I’m not here to bash Invisible Children.  I don’t know anything about their organization and before this week I had never heard of them.  It’s disturbing to me that so many would immediately begin attacking this organization considering most of those who are criticizing probably never get off their butt and do anything to help anyone let alone these kids in Africa. 

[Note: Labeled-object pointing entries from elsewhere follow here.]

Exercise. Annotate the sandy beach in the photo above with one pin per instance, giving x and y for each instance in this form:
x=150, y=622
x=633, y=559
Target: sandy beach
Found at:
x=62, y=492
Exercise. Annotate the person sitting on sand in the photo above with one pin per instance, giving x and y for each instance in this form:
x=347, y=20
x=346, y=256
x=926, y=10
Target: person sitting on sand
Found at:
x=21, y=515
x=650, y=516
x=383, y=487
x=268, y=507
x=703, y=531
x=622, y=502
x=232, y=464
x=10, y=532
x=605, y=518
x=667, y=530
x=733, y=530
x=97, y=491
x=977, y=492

I’d like to briefly address the last bullet point because it is particularly distasteful to me.  I’ve heard this sad expression used by many over the years for various reasons and I’ll tell you it really bothers me at this point.  I hear a lot of guff in the media and from others about the 1% these days.  They refer to corporate fat cats who live in luxury while the rest of the 99% struggle to survive.  Let me share some truth with you.  If you live in America and your family makes 50,000/yr, you are in the top 1% of wage earners worldwide.  Not only in this time but in all of history!  If you make 50,000 you are one of the richest people in the history of the world.  That said, here’s my next fact.  There are no poor in America.  That’s right I said it.  The poorest people in this country live better than many billions of people around the world.  Two billion people on this planet RIGHT NOW live on less than two dollars per day. If you are poor in America, you get free food, free clothes, free housing, free education, free healthcare, and just about anything else a person could need.  Please don’t misunderstand me, these people are in need, and deserve our help but let’s just keep things in context.  So when hear someone complaining that we should be helping the poor here first quite frankly it makes me a bit sick.

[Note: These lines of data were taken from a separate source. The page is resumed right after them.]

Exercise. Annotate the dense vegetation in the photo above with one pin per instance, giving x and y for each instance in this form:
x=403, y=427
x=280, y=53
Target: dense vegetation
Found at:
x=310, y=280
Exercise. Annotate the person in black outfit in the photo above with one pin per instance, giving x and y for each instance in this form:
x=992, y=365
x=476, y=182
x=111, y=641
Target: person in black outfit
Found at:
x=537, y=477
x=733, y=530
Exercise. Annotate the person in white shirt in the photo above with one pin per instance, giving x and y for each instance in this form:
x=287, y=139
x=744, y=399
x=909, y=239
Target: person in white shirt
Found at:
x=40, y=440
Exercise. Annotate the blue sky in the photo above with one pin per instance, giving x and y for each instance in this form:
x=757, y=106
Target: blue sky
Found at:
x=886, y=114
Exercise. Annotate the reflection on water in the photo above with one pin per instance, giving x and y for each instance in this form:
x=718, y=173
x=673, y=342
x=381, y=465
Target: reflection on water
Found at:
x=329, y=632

Now back to Kony.  In light of what I’ve already said you can understand why I’m happy so see normally uninvolved Americans getting behind a movement like this.  But there is a problem.  Kony exists for a reason.  The governments in this region are incapable of stopping these warlords and the people are so destitute and powerless that they can’t stop them themselves.  But even if we intervene, there will be someone to fill the void when Kony is gone. Does that mean we should just look the other way?  Of course not.

Then there’s the matter of peace and negotiations.  I just laugh when I hear people talking about negotiating to bring peaceful resolution to matters such as these.  It really highlights the foolishness of a culture like ours that has lived in luxury and safety for so long that we aren’t even capable of understanding that men like Kony don’t negotiate.  Their power exists through terror and force. It’s all they know and they will never go peacefully.

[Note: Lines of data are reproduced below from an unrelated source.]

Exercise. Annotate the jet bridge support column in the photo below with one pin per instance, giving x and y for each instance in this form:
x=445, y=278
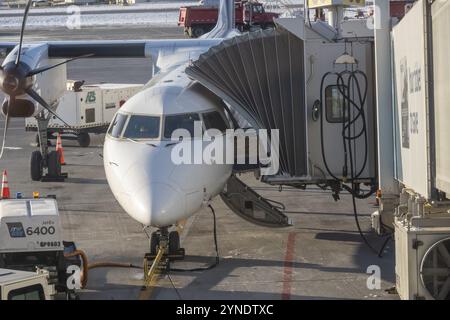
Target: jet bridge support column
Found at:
x=385, y=131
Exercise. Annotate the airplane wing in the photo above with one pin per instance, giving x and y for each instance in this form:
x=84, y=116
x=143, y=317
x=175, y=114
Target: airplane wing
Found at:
x=112, y=48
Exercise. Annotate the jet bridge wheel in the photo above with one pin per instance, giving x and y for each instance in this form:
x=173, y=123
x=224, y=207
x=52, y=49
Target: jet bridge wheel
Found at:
x=36, y=166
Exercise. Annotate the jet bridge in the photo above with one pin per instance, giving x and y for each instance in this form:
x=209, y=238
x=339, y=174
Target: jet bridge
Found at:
x=261, y=76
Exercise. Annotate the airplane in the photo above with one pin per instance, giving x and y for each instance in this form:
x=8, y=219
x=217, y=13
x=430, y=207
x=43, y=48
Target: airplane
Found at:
x=137, y=148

All of these factors are important, but there is one critical factor I haven’t discussed.  It’s really the reason that I can’t get behind Invisible Children.  Invisible Children is supporting the use of force to bring Kony to justice and see these children restored to their childhood.  Noble cause to be sure.  But then what?  They are still poor beyond belief, they don’t have a stable govt., they don’t have basic services and no amount of money will fix that.  There are a lot of social justice programs out these days.  It has really become quite en vogue to get involved.  After the limelight fades and the cameras have gone away, these people are without help and without hope.  Hope that only Jesus can bring them. 

I’m praying for Uganda today.  Praying that Kony will be caught and brought to justice.  Praying that people will be drawn to the needs in that part of the world.  But I’m also praying that Christians will get involved and help the MANY ministries that are already operating on the ground bringing the hope of Jesus along with the physical help this tattered part of the world desperately needs.  It’s the only real hope they have.